Aku tak tahu seperti apa tes RSBI nantinya. Jangankan untuk tahu tentang try out, untuk dapat informasi soal RSBI saja aku bingung harus ke mana. Aku menolak ikut les atau intensif apapun. Praktis, satu-satunya andalanku adalah buku-buku soal yang kugunakan untuk belajar menjelang Unas. Dan lucunya lagi, aku merasa bahwa belajar dengan itu saja sudah cukup. Suatu kebodohan yang di kemudian hari benar-benar membuatku bersyukur. Karena ternyata hampir semua kompetitorku adalah mereka yang ikut try out dan menjalani les serta intensif-intensif. Di antara mereka pun banyak yang harus gugur.

Hari tes pun tiba. Dengan segala persiapan pas-pasan itu aku berangkat menuju tempat tes di salah satu SMA komplek (aku masih tidak tahu letak Smala waktu itu, kebacut kan?). Rasanya bak tersambar petir waktu membaca soal pertama di hari itu (kalau tidak salah waktu tes Matematika). Aku mencoba mengerjakan dengan apa yang sudah kupelajari sebelumnya. Dan alhamdulillah, ternyata ada beberapa yang masih bisa terjawab.

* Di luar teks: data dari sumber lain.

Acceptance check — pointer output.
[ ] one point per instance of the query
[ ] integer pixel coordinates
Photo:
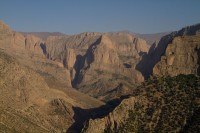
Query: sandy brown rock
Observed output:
(181, 57)
(28, 104)
(158, 50)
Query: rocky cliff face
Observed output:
(181, 57)
(94, 59)
(28, 104)
(31, 51)
(159, 105)
(158, 50)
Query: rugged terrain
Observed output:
(43, 75)
(159, 105)
(158, 50)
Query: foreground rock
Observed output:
(159, 105)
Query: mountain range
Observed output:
(99, 82)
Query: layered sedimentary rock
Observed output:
(31, 52)
(159, 105)
(146, 65)
(94, 59)
(29, 104)
(181, 57)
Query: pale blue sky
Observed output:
(75, 16)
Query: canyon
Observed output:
(99, 82)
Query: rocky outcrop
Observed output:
(28, 104)
(34, 45)
(181, 57)
(93, 57)
(153, 107)
(156, 51)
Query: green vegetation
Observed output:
(172, 106)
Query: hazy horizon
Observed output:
(73, 17)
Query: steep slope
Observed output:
(152, 38)
(181, 57)
(31, 52)
(28, 104)
(159, 105)
(157, 50)
(95, 59)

Saat keluar ruangan, aku merasa sudah kalah dalam usaha nekat ini. Aku melihat peserta-peserta tes lainnya. Aku melihat wajah-wajah yang penuh kepercayaan diri, berjalan menyusuri koridor sekolah menuju gerbang sambil membahas apa yang tadi sudah mereka kerjakan. Saat pulang dari tes RSBI, aku sudah jauh-jauh membuang pikiran untuk bersekolah di SMA terbaik di Surabaya. Bahkan sebenarnya aku tidak berniat membuka pengumuman hasil tes RSBI, kalau tidak karena penasaran. Aku memilih fokus untuk mencari sekolah lainnya.

Singkatnya, malam pengumuman tiba. Aku dengan setengah hati membuka website PSB dan menunggu pengumuman dengan setengah yakin (bahwa aku tidak akan diterima). Tapi aku bagaimanapun juga berusaha untuk menaruh sedikit harapan.

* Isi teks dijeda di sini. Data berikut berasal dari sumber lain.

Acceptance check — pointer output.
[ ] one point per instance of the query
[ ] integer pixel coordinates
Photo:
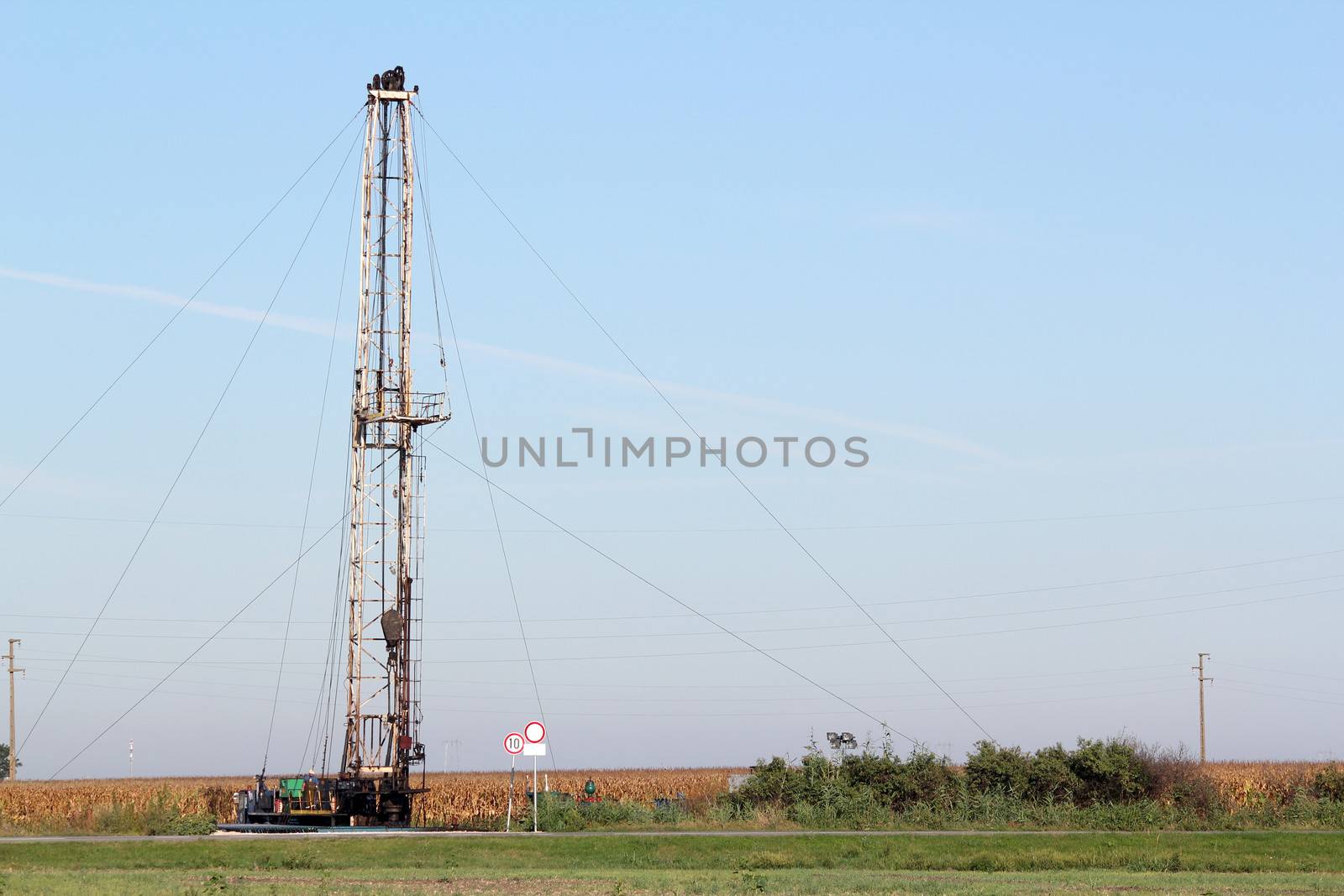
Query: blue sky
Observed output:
(1057, 264)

Saat hasil sudah diumumkan, aku terbelalak. Tulisan “DITERIMA DI: SMA NEGERI 5 SURABAYA” benar-benar susah dipercaya sampai aku me-reload (membuka ulang) halaman itu berkali-kali. Setelah aku yakin bahwa aku tidak salah baca, aku langsung bersujud syukur lalu memberitahu orang tuaku.

Aku terheran-heran sebenarnya, bagaimana aku bisa diterima? Tapi aku percaya ini tak lepas dari kehendak Yang di Atas. Apapun yang diberikan Tuhan, tak ada yang bisa merenggutnya sebagaimana tak ada yang bisa mengambil kembali apa yang telah direnggut-Nya.

Barulah saat daftar ulang aku pertama kali datang ke sekolah baruku ini. Gedung yang besar dan megah, juga suasana yang nyaman benar-benar tidak pernah kubayangkan sebelumnya. Setelah gerbang masuk, sudah bertengger piala-piala yang besar ukurannya baru pertama kali kulihat. Di kemudian hari, aku baru tahu bahwa sekolah ini adalah salah satu sekolah terbaik di Indonesia. 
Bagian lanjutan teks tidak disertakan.